Forty-nine patients with progressive systemic sclerosis who had undergone extensive studies including pulmonary artery catheterization as part of an ongoing prospective study of the natural course of progressive systemic sclerosis were evaluated. The overall prevalence of pulmonary arterial hypertension in this population of patients with progressive systemic sclerosis was 33 percent, and among 10 subjects with the CREST syndrome the prevalence of pulmonary hypertension was 50 percent. The relation between pulmonary arterial hypertension documented at catheterization and abnormal results of noninvasive studies suggesting pulmonary hypertension, including physical examination, chest x-ray, electrocardiography, echocardiography, single-breath diffusing capacity, and vital capacity, was studied. Diffusing capacity was significantly lower in those patients with definite pulmonary hypertension (mean pulmonary artery pressure of 22 mg Hg or more) compared with those with a normal mean pulmonary artery pressure, and a diffusing capacity below 43 percent of predicted showed the greatest sensitivity (67 percent) of any single diagnostic test in detecting definite pulmonary hypertension. Chest x-ray suggesting pulmonary hypertension was the least sensitive of the tests evaluated, but showed the greatest specificity (100 percent) in identifying patients with pulmonary hypertension. A classification matrix based on discriminant function analysis utilizing the combination of diffusing capacity below 43 percent of predicted and chest x-ray and electrocardiographic findings correctly identified 75 percent of patients with definite pulmonary hypertension and 97 percent of patients with a normal pulmonary artery pressure, but failed to identify correctly patients with mild pulmonary hypertension (mean pulmonary artery pressure of 20 mm Hg). These findings indicate that specific noninvasive studies are helpful in assessing the likelihood of normal or definitely elevated pulmonary artery pressures in patients with progressive systemic sclerosis, but patients with mild pulmonary hypertension are not likely to be identified by these noninvasive studies.

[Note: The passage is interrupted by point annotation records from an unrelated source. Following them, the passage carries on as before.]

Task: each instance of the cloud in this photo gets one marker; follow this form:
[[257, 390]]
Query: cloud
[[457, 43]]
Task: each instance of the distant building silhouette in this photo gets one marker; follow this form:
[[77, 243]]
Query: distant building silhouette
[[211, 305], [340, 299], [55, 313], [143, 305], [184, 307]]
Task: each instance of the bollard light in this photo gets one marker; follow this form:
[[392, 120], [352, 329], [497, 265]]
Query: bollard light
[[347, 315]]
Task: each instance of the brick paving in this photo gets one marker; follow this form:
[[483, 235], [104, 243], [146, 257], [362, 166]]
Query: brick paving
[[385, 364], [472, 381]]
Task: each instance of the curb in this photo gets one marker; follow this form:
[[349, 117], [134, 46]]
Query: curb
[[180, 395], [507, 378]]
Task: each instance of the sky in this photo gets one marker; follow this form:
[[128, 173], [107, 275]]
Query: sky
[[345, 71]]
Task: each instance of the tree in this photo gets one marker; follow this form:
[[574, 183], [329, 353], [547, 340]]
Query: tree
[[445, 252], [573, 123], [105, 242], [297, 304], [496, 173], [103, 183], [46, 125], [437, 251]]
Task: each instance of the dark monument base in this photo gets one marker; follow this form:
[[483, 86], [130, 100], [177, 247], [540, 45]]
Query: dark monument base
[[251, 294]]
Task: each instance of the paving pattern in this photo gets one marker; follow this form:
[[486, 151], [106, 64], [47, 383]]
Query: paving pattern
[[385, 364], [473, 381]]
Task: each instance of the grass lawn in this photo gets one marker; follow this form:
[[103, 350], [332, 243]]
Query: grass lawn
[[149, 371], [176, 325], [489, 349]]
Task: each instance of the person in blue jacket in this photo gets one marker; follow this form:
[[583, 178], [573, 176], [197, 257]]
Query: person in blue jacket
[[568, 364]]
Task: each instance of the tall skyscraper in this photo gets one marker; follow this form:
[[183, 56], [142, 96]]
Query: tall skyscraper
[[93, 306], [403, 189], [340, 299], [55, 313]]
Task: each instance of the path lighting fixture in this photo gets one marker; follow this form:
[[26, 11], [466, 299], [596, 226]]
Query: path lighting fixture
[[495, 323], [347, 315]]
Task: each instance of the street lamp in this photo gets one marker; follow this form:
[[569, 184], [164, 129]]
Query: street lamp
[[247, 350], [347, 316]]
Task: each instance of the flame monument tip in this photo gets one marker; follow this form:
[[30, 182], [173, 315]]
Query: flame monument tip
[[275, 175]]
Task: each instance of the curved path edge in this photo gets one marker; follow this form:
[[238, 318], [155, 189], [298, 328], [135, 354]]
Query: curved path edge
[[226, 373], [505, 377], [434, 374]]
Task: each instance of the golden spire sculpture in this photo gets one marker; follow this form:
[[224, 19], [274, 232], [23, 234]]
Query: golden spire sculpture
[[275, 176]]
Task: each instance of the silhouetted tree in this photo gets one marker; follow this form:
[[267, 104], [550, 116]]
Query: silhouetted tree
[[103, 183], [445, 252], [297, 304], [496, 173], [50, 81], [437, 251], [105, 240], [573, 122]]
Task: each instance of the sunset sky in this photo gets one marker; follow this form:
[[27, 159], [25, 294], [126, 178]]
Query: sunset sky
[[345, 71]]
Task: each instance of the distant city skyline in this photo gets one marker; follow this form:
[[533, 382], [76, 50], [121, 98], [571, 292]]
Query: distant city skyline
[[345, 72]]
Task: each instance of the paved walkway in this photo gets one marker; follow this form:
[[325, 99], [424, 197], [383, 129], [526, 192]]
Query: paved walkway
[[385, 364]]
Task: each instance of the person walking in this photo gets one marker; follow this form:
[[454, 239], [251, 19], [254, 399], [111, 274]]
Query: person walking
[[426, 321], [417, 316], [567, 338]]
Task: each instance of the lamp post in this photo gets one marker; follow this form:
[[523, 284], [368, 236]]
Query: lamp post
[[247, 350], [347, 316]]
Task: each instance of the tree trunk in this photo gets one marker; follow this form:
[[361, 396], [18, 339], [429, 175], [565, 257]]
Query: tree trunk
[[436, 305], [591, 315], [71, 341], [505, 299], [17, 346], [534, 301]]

对49例进行性系统性硬化症患者进行了评估,这些患者作为正在进行的关于进行性系统性硬化症自然病程的前瞻性研究的一部分,接受了包括肺动脉导管插入术在内的广泛检查。在这组进行性系统性硬化症患者中,肺动脉高压的总体患病率为33%,在10例患有CREST综合征的患者中,肺动脉高压的患病率为50%。研究了导管插入术记录的肺动脉高压与提示肺动脉高压的非侵入性检查异常结果之间的关系,这些非侵入性检查包括体格检查、胸部X线、心电图、超声心动图、单次呼吸弥散能力和肺活量。与平均肺动脉压正常的患者相比,明确患有肺动脉高压(平均肺动脉压为22 mmHg或更高)的患者的弥散能力显著降低,在检测明确的肺动脉高压方面,预测值低于43%的弥散能力在所有单项诊断测试中显示出最高的敏感性(67%)。提示肺动脉高压的胸部X线检查在评估的测试中敏感性最低,但在识别肺动脉高压患者方面显示出最高的特异性(100%)。基于判别函数分析的分类矩阵,利用预测值低于43%的弥散能力、胸部X线和心电图结果的组合,正确识别了75%的明确患有肺动脉高压的患者和97%的肺动脉压正常的患者,但未能正确识别轻度肺动脉高压(平均肺动脉压为20 mmHg)的患者。这些发现表明,特定的非侵入性检查有助于评估进行性系统性硬化症患者肺动脉压正常或明显升高的可能性,但这些非侵入性检查不太可能识别出轻度肺动脉高压患者。